Yes a timer event and glk_select, not glk_select_poll. If you’re running it in Quixe you need to yield so that other code can run. Browser JS is only single-threaded.
I could really be misunderstanding the documentation but I feel like you’ve got them reversed. glk_select() waits and glk_select_poll checks and returns “almost immediately” which would allow my inform code to yield…
I don’t want my inform code to block as I need other code to run.
While the Glk docs say that you should call glk_tick to yield to other processes, in reality in all the Glk implementations I know of it doesn’t, it’s just an empty function. If you actually want to yield you need to call glk_select. It looks like a blocking call, but it will yield appropriately in Quixe and other interpreters.
Conceptually, at least (I’m not sure how it’s implemented), glk_select_poll will return immediately if there is no event pending. Thus, it does not act as a yield at all.

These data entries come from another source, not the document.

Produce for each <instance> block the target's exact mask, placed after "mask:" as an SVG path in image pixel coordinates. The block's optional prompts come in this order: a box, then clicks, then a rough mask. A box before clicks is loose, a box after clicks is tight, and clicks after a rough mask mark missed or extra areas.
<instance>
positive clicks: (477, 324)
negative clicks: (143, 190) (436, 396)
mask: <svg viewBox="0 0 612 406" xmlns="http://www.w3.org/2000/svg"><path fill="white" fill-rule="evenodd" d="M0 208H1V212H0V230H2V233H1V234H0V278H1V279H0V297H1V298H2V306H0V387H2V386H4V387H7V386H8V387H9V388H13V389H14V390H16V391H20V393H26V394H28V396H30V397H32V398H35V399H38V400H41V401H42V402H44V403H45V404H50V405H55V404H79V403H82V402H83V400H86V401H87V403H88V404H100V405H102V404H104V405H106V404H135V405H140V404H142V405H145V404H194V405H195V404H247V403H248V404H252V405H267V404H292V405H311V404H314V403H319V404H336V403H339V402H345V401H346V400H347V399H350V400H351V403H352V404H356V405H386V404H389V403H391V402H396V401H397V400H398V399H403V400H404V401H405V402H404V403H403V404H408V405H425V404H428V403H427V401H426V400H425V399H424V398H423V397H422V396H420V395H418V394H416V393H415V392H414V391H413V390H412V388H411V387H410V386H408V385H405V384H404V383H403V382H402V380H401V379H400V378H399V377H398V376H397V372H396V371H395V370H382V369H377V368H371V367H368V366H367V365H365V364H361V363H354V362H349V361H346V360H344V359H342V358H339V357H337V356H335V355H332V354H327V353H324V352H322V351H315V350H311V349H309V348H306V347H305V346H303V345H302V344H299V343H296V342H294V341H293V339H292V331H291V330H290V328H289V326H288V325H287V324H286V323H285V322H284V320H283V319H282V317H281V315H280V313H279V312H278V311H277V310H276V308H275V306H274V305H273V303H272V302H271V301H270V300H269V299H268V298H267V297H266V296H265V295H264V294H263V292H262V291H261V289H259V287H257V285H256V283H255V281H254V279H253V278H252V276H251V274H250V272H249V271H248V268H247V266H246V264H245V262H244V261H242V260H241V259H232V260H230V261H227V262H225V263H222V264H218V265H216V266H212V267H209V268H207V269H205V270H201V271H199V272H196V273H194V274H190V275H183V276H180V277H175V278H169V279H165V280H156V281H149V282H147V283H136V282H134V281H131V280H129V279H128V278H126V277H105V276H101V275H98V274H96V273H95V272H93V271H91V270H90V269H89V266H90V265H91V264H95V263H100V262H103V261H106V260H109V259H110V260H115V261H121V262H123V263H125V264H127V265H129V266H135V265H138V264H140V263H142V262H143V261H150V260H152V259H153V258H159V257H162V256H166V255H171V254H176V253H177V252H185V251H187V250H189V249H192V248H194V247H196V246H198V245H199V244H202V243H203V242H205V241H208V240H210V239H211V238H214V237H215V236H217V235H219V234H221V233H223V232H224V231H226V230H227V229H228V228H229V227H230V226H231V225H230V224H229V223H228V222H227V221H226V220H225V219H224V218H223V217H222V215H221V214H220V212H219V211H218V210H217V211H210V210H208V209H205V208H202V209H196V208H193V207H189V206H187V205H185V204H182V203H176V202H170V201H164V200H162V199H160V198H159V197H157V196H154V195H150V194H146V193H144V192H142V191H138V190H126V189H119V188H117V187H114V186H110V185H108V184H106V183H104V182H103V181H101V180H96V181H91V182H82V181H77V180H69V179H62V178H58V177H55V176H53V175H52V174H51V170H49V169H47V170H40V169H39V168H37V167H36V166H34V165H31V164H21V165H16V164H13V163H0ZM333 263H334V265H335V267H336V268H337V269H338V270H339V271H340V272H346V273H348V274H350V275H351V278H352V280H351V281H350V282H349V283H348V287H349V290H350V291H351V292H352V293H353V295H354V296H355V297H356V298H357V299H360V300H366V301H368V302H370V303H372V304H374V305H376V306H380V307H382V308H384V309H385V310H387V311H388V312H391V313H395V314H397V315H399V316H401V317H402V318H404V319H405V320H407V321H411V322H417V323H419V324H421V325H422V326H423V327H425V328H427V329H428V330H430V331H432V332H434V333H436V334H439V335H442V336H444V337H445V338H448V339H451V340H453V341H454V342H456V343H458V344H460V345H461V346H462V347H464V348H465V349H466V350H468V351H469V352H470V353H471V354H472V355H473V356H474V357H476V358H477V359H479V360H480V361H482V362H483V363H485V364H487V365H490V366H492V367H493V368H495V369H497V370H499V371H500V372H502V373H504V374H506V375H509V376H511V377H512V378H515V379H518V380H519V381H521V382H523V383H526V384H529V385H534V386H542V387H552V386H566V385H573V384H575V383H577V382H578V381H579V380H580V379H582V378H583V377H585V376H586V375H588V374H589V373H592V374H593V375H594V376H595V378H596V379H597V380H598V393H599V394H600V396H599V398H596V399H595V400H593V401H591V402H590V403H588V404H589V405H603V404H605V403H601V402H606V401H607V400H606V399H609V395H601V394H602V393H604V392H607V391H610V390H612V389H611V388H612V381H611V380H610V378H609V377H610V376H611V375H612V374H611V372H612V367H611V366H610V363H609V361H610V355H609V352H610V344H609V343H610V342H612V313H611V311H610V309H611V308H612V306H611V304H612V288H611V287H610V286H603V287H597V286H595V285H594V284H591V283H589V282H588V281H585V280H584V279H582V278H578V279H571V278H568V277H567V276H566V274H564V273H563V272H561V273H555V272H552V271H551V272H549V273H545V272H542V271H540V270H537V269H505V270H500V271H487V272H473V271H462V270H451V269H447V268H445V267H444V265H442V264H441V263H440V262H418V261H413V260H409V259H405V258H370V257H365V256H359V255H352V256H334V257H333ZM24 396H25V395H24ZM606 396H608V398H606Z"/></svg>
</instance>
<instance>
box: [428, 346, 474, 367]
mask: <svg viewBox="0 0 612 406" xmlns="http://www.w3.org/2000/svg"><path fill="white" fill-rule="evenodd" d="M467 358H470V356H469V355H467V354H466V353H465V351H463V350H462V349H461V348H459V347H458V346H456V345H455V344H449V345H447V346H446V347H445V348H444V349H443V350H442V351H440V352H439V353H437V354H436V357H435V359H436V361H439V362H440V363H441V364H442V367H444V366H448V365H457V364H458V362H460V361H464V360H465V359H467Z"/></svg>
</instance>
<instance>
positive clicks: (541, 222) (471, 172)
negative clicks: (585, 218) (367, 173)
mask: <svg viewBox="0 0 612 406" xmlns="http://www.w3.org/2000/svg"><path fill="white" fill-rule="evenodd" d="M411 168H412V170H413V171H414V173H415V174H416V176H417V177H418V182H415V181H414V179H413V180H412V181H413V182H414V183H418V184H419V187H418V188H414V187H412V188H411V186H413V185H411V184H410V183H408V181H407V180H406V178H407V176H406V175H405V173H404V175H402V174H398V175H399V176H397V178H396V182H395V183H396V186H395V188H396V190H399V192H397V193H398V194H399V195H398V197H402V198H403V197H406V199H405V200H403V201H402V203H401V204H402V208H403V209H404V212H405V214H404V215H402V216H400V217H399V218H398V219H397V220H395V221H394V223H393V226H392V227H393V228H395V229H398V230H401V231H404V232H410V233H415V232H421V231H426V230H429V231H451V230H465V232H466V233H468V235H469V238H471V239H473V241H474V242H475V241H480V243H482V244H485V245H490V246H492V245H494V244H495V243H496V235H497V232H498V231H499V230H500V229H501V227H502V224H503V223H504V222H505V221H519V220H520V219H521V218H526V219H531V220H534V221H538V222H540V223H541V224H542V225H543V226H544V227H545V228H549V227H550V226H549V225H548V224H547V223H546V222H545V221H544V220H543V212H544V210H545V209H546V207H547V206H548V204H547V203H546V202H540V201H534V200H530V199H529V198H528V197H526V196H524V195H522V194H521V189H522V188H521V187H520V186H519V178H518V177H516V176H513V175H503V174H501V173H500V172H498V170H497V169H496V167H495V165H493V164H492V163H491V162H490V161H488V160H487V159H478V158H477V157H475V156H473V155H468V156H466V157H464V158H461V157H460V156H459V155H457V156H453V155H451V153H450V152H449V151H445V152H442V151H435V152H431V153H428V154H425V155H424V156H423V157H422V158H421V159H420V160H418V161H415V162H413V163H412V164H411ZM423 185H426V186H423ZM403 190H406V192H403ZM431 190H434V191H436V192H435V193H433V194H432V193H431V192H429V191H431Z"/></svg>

You need to yield back to JS to allow other non-VM code to actually do things (such as generating events!), and glk_select is the way to do that.
If you have other things you want to do while waiting for an event, do it via a timer event.

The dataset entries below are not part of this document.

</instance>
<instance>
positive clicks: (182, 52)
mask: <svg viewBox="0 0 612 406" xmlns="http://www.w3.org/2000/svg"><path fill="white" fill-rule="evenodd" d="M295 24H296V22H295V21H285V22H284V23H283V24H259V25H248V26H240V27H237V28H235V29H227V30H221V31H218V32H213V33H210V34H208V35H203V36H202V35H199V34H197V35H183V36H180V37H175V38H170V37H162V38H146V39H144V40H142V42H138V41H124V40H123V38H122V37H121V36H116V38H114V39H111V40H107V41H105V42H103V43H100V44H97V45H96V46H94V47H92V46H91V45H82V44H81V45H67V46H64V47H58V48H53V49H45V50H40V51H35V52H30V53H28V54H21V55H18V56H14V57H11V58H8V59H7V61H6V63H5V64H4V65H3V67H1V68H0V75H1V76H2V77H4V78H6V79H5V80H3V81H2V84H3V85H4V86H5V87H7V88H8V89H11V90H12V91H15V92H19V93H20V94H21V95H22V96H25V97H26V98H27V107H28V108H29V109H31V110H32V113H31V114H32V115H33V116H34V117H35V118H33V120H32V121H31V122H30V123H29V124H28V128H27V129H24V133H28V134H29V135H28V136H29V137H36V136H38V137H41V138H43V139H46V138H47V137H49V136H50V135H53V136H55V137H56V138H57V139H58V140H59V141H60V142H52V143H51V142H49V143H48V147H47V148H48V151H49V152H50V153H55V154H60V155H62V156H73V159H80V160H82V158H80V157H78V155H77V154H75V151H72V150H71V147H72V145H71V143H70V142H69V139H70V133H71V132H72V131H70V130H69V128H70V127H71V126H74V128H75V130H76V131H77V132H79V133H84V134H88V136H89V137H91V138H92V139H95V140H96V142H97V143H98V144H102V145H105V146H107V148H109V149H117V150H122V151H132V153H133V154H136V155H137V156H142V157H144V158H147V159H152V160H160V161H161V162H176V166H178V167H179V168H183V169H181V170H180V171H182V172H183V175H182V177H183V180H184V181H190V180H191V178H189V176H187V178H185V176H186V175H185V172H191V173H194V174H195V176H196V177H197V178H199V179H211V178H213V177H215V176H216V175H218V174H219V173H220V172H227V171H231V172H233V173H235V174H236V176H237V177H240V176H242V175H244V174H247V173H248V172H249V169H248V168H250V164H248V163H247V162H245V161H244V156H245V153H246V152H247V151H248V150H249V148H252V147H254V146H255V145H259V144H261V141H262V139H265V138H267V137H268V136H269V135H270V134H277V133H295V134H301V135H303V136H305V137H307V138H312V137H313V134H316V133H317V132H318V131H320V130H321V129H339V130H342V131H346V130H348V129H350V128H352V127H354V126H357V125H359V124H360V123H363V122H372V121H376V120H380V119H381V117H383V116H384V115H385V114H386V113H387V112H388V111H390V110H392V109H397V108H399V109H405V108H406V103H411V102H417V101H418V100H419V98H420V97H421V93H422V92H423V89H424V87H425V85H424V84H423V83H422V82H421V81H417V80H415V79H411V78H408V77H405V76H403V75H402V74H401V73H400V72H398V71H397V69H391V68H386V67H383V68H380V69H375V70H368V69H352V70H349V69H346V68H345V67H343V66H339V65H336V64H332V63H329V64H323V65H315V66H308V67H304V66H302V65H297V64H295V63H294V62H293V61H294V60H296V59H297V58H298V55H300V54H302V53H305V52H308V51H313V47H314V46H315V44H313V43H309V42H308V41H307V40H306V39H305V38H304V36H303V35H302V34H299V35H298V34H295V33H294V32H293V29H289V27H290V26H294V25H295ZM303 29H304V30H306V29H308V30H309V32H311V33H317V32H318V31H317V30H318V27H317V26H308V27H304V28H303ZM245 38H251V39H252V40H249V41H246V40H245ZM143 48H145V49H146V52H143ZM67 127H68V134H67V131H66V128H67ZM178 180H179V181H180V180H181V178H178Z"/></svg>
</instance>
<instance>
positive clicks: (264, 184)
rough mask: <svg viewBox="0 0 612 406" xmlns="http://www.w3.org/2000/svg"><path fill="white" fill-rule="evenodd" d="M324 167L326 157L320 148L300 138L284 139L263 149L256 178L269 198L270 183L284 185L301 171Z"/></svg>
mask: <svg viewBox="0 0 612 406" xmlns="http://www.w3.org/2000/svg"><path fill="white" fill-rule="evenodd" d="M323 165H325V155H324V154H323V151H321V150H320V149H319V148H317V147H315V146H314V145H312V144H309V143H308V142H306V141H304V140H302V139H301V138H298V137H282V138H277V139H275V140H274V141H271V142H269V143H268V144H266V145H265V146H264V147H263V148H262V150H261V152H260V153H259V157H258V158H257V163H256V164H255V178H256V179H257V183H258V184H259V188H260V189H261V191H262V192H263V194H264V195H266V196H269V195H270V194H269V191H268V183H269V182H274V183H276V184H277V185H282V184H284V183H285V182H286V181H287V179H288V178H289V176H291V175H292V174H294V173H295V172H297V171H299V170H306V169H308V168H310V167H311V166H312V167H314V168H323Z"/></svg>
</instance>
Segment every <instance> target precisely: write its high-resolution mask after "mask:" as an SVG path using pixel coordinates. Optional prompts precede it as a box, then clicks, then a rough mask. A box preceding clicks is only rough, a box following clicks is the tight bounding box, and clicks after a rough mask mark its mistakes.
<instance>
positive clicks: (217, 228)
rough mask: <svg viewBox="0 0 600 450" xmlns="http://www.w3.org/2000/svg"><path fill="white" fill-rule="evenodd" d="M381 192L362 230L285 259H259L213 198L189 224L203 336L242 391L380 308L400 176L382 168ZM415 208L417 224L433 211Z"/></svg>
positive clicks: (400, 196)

Based on what the two of you have explained, it seems like I would need to do something like the code below. Could you let me know if I’ve hit the mark?
glk_request_timer_events(500); ! go off around every half second
while (1){
glk_select(gg_event);
if (gg_event-->0 == evtype_Timer){
if (FileReady() == true){
glk_request_timer_events(0); ! stop timer events
break;
}
}
}
Obviously, this in an infinite loop which is generally bad practice, so if FileReady() never returns true then the loop will never break and the inform code will wait forever, but that’s an issue for the specific implementation. I just want to know if my example is what you two have in mind.
glk_tick() and glk_select_poll() were both meant for situations that don’t really make sense on modern interpreters. (This was already true in 1997, but I didn’t realize it at the time. If I’d been smarter I would have left them out.)
They both deal with the situation where the game is busy performing some long computation. glk_select_poll() allows the game to check for input during that computation. glk_tick() allows the game to give some time to the operating system – in a cooperative multitasking OS like classic MacOS.
But classic MacOS is a distant memory, and there aren’t many long computations in IF. Counterfeit Monkey has a long startup phase, but that’s still only a few seconds on modern machines. What would you do with user input during startup anyhow? Nothing.